Ricciardi recordó el canto apenado de su amigo y sintió en el corazón la feroz dentellada de la nostalgia. En la calle, en un lugar desde el que podía verlos sin ser visto, el perro lo vigilaba con una oreja erguida.

Al comisario le vino a la memoria la última ocasión en que había visto a Livia, precisamente en el Gambrinus, recordó cuánto la había ofendido y el reproche del doctor. Amistad, amor, pasión, penumbra. Como suave terciopelo, decía la canción.

—Sé que debo hablar con ella, y sé que debo hacerlo enseguida. Pero créeme, Raffaele, cuando te digo que me resulta más difícil hacer eso que colarme solo entre todos los fascistas y agarrar por el cuello a su Duce. Esta mañana no tenía miedo, ahora sí.

Maione no comprendía los motivos de aquel temor.

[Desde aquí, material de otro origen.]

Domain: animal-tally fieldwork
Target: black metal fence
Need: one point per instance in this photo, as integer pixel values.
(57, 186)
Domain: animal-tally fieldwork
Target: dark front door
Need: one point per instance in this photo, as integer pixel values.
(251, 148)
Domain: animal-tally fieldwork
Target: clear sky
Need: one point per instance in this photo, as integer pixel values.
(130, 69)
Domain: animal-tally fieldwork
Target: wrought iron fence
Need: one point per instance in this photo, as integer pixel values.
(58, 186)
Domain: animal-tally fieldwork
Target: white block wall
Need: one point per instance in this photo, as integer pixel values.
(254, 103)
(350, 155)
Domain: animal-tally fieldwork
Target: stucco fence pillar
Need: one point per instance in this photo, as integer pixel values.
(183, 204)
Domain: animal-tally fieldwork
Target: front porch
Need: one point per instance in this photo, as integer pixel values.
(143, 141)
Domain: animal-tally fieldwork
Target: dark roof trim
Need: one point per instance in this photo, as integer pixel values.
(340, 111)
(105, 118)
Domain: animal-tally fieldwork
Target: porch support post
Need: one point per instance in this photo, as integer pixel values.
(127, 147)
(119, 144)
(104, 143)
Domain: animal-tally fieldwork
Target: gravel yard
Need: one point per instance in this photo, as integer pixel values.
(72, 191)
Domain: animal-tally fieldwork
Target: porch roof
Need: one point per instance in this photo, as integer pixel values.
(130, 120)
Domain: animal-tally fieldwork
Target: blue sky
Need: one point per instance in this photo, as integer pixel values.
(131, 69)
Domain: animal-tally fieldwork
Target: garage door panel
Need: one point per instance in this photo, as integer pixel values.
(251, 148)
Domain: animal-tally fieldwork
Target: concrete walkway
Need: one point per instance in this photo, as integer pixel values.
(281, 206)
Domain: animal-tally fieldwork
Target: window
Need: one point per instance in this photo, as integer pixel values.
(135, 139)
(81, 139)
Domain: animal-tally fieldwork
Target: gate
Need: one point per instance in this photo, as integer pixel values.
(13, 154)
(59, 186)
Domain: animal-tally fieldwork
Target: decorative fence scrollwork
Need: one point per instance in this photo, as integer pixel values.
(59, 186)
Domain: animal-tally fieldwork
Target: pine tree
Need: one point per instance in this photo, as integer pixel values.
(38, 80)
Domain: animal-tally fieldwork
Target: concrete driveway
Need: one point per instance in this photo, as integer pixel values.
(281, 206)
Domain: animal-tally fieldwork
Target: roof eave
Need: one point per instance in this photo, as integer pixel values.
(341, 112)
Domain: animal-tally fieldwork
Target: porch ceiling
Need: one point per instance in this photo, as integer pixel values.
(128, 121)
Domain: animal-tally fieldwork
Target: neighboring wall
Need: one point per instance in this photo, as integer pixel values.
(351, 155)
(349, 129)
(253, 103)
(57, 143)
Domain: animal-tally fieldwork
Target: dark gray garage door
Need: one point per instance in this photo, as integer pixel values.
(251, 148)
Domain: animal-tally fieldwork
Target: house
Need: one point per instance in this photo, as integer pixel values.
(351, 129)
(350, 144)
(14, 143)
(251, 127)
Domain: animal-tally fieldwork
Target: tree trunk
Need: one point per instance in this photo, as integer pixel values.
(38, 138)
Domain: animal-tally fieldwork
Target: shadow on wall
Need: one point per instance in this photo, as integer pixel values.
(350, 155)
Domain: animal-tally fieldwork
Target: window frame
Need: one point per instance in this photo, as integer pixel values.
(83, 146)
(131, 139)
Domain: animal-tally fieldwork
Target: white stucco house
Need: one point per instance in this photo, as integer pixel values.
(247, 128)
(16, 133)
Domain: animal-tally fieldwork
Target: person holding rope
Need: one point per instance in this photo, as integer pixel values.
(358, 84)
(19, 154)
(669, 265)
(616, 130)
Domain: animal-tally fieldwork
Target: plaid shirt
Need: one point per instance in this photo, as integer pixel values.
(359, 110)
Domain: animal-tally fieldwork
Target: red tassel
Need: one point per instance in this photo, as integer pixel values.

—¿Por qué, comisario? La señora es una buena persona, verá que entenderá el problema y nos echará una mano. ¿Quiere que lo acompañe?

—No. Es algo que debo hacer yo solo. En primer lugar porque es lo adecuado; en segundo lugar porque si hay una posibilidad de que Livia diga que sí es si soy yo quien va a suplicarle. Es algo complicado.

—¿Cómo es eso, comisario? Querer a alguien es bien simple, forma parte de la naturaleza humana. Si yo quiero a una persona, la quiero ver feliz. Si algo la hace infeliz, y yo puedo resolverlo, no hay fuerza en el mundo capaz de impedirme que lo haga. Ya lo verá, cuando la señora se entere de lo que ha pasado será la primera en ofrecerse a echarnos una mano.

A Ricciardi le habría gustado sentir el optimismo del sargento.

—No, Raffaele. Por desgracia, la cosa es complicada porque yo mismo la compliqué. La última vez que vi a Livia fue precisamente aquí, y también estaba Bruno. Hice un comentario muy poco afortunado y la ofendí.

Tal vez quería castigarla, pensó. O desacreditarla.

—¿Y por qué hizo algo así, comisario?

Ricciardi se encogió de hombros.

—¿No estaría un poco celoso de ella?

Ricciardi siguió callado.

—Voy ahora mismo —dijo luego—, lo mejor es no perder el tiempo. Nos vemos más tarde en el despacho.